Checking Santorum's delegate math: Are Romney's numbers really inflated?
-- According to a campaign strategist for Rick Santorum, Mitt Romney doesn't have anywhere near the number of delegates that both his campaign and most media outlets report.
A memo by strategist John Yob, made public Friday morning, claims that the figures from the Associated Press used by both the New York Times and Wall Street Journal, are highly inaccurate. Those totals give Romney 658 delegates to Santorum's 281. Newt Gingrich and Ron Paul trail with 135 and 51, respectively.

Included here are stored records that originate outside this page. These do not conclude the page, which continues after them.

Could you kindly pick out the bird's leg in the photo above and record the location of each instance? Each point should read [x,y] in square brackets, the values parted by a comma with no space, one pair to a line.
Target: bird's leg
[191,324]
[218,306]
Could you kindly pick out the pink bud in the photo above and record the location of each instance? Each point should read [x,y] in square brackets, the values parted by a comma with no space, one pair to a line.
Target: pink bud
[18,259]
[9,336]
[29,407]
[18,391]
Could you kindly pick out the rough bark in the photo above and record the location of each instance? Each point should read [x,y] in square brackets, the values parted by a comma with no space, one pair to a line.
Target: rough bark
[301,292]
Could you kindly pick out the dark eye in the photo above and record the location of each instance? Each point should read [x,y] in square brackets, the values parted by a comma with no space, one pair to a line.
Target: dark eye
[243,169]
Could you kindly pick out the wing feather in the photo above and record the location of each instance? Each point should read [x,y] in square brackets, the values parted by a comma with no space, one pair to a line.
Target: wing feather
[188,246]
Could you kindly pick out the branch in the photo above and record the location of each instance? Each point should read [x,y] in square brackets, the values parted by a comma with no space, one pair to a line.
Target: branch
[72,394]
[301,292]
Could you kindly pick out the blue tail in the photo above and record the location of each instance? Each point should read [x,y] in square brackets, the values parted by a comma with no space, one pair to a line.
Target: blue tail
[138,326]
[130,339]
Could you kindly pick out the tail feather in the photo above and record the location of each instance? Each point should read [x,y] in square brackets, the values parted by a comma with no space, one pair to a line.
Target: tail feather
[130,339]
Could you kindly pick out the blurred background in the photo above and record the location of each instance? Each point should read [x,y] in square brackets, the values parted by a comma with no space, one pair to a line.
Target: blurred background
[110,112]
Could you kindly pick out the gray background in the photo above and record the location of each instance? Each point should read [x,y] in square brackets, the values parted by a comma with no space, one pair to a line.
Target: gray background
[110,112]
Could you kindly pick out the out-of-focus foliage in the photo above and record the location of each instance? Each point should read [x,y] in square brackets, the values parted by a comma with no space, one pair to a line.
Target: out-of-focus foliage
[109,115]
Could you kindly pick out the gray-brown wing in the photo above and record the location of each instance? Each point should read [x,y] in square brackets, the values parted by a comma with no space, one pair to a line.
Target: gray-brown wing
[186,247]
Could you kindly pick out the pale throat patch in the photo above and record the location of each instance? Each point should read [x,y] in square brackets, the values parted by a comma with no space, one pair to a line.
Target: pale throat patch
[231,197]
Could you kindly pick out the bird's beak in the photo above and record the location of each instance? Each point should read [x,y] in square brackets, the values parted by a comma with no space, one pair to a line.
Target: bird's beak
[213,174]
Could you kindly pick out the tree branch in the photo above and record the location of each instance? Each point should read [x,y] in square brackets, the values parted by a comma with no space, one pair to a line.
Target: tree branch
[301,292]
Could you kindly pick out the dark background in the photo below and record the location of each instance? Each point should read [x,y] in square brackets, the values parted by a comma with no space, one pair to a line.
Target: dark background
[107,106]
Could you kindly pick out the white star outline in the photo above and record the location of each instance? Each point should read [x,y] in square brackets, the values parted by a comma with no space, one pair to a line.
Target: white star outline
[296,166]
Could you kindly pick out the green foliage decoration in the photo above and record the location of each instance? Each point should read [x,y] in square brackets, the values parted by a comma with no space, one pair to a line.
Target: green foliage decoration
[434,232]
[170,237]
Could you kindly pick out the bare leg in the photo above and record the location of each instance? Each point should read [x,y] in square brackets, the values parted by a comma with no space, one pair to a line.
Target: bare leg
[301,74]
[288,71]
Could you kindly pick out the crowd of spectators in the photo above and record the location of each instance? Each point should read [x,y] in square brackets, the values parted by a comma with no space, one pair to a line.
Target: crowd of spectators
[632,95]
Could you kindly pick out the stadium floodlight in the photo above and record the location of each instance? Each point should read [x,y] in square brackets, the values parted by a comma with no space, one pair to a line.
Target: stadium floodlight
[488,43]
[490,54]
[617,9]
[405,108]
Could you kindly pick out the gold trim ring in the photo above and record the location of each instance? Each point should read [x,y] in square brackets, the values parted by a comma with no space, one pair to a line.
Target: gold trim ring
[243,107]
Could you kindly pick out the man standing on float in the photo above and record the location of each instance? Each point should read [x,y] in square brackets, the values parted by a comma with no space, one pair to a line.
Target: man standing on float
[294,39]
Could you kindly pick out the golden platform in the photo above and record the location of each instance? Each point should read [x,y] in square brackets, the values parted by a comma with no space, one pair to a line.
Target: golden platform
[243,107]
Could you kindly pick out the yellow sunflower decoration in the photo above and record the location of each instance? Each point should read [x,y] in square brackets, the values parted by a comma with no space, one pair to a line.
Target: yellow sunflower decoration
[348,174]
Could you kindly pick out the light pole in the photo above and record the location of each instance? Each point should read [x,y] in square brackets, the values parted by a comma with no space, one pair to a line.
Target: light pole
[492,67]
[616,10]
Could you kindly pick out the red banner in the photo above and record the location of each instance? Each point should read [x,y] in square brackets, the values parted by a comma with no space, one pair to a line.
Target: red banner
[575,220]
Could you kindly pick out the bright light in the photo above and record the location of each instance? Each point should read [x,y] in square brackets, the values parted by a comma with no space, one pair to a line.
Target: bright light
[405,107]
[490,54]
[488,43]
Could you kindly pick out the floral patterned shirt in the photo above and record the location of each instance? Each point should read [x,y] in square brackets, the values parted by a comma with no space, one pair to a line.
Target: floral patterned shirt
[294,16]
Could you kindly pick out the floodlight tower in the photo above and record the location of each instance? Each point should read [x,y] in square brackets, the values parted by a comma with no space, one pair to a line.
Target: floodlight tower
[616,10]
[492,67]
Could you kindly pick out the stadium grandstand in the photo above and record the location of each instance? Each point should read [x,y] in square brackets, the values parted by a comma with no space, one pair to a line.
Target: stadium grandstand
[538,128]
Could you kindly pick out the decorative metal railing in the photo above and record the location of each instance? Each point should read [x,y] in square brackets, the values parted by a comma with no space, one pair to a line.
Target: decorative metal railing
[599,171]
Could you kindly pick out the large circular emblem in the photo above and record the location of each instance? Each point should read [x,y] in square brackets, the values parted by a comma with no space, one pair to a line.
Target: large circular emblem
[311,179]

Those numbers put Romney well over the halfway mark to the 1,144 delegates he needs to secure the nomination. But the Santorum memo projects that under certain contingencies, Romney can only count on 571 delegates to Santorum's 342, making the race considerably tighter.
Yob's assumption are very optimistic for Santorum, and assume the candidate could muster significant support from party bigwigs at the convention. His back-of-the-envelope match makes a few assumptions. Here are the three major ones:
The interactive delegate calculator that we debuted earlier this week treated Florida and Arizona as winner-take-all states, which they currently are. But to better examine the Santorum campaign's claim, below we've created a new version that makes those states proportional and makes Texas' 44 at-large delegates winner-take-all. We've also separated out unbound RNC delegates. You can allot those delegates as you wish using the slider at the top. The default figures represent current AP estimates for the so-called "super-delegates," who have publicly endorsed.
By our count, the optimistic assumptions by the Santorum camp should allot Romney 569 delegates to Santorum's 305--still a much better scenario for the former senator. We'll update this interactive after we hear back from Yob with the finer details of his assumptions.